ReadPaper Blog
Agents’ Last Exam: Benchmarking AI Agents on Real-World, Economically Valuable Tasks
Agents’ Last Exam introduces ALE, a benchmark for evaluating whether AI agents can complete long-horizon, real-world professional workflows with verifiable outcomes. The paper argues that strong scores on existing benchmarks have not reliably translated into economically meaningful deployment, so evaluation must measure sustained task completion across domains such as engineering, finance, health, law, manufacturing, visual media, and computing.
Source: Agents’ Last Exam: Benchmarking AI Agents on Real-World, Economically Valuable Tasks

Why another benchmark?
The paper’s central motivation is that AI systems have achieved prominent benchmark successes without producing equally broad, measurable gains in economically important professional work. It frames this mismatch as a utility problem rooted partly in evaluation: many benchmarks test abstract competence, short interactions, or static answers rather than the extended workflows that constitute real jobs. The authors argue that benchmarks shape research priorities, engineering targets, and deployment pathways, citing the role of ImageNet as an example of how a well-designed evaluation can accelerate progress in a domain. For sectors such as finance, law, electrical engineering, and manufacturing, the paper claims that comparable evaluations remain underdeveloped. Agents’ Last Exam is proposed as a way to test whether agents can perform work that matters outside benchmark leaderboards.

The gap
The paper identifies a specific gap in existing agent evaluation: real professional workflows are long, heterogeneous, and difficult to verify. Prior benchmarks often simplify one dimension of the problem by using shorter computer-use tasks, synthetic environments, narrow domain coverage, or question-answering formats.
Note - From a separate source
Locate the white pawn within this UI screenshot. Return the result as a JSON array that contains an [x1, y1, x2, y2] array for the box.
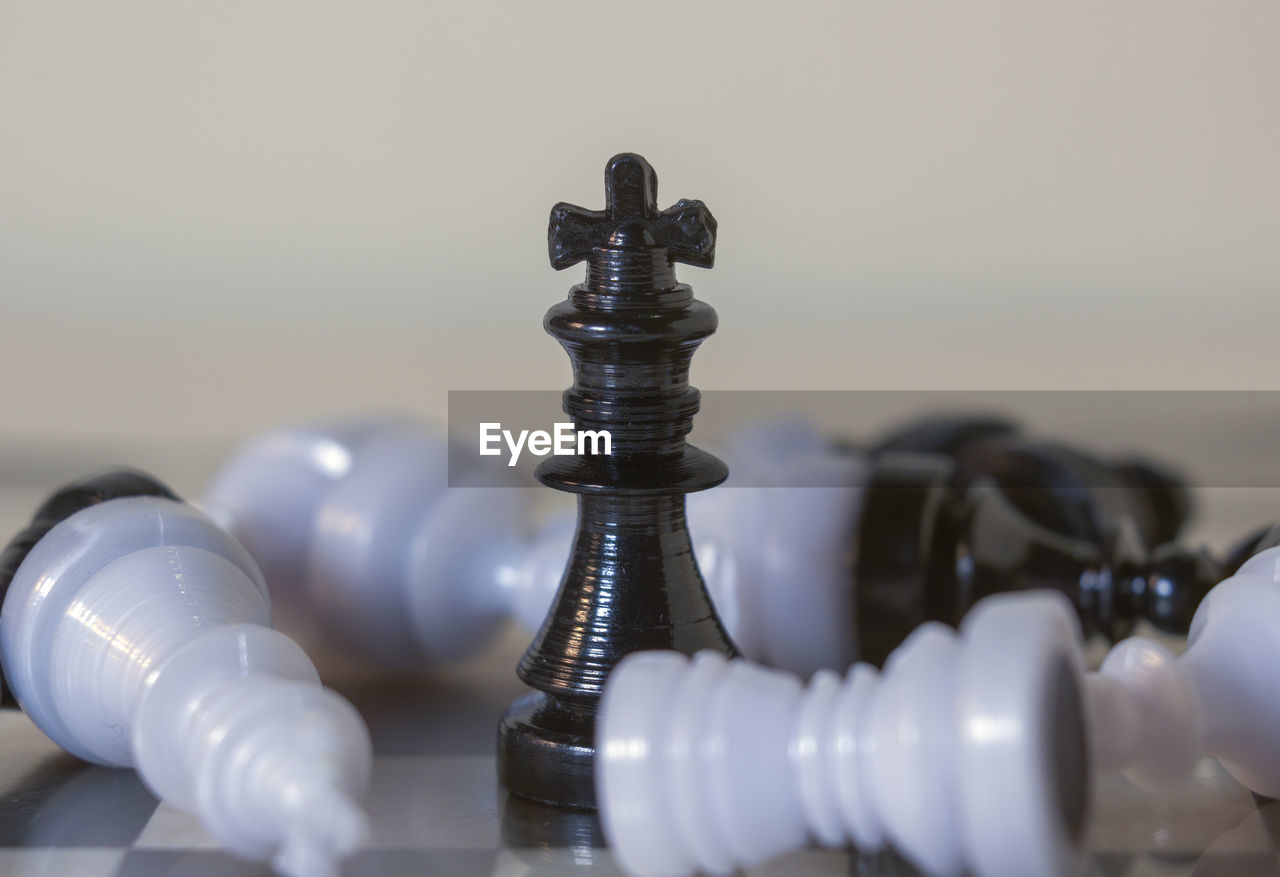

ALE is motivated by the claim that economically valuable work requires sustained planning, tool use, file manipulation, and domain-specific judgment over many steps. The authors emphasize that correct outputs may take the form of spreadsheets, reports, design files, media artifacts, models, or other deliverables rather than a single answer string. This makes evaluation harder, but it is also why the paper treats verifiable real-world task completion as essential for measuring useful agent capability.

What ALE is
Agents’ Last Exam defines its target as the Generalist Computer-Use Agent, a system that combines visual perception, code execution, tool use, and long-horizon planning in a unified action loop. The benchmark is built around long-horizon, economically valuable, real-world tasks whose outcomes can be checked through structured deliverables or milestone-based evaluation. The paper positions ALE as broader than GUI-only benchmarks such as OSWorld and CLI-only benchmarks such as Terminal-Bench, because many ALE tasks require agents to interleave desktop applications, browsers, domain-specific software, shell commands, code execution, and file operations. Its task examples span areas such as weather forecasting, hardware verification, molecular docking, RF circuit matching, 3D CAD modeling, CNC toolpath generation, single-cell clustering, and chip signoff routing. The implication is that ALE measures integrated professional workflow execution rather than isolated model knowledge or a single interaction modality.

How it was built
The construction of ALE relies on a large expert-driven taxonomy anchored in O*NET / SOC 2018, the U.S. federal occupational taxonomy. The paper reports collaboration with more than 250 industry experts and organizes the benchmark into 55 subfields grouped into 13 industry clusters, covering more than 1,000 task instances. Its taxonomy includes domains such as Engineering & Architecture, Manufacturing & Industrial Systems, Computing & Mathematical Sciences, Health & Medicine, Business & Finance, Life Sciences, Visual & Media Arts, Legal, and Physical Sciences. Expert advisory committees identify economically meaningful workflow families, while domain contributors provide tasks drawn from real professional practice rather than invented toy scenarios. The paper also describes a quality-control process involving first-pass review, engineer dry-runs, and final peer review by expert committees before tasks are admitted.

What the results say
The reported results show that ALE’s hardest tier is far from saturated by current AI agent systems. Across mainstream harness and backbone configurations, the paper states that the average full pass rate is below 1%, indicating that existing agents struggle to complete the most demanding real-world professional workflows end to end. This finding supports the authors’ claim that benchmark competence on conventional tests should not be equated with readiness for GDP-relevant deployment. ALE is also designed as a living benchmark, meaning its task pool is intended to grow as additional workflows and industries are onboarded. The paper’s broader implication is that sustained, verifiable evaluation on authentic work could help align AI progress with economically meaningful capability rather than leaderboard performance alone.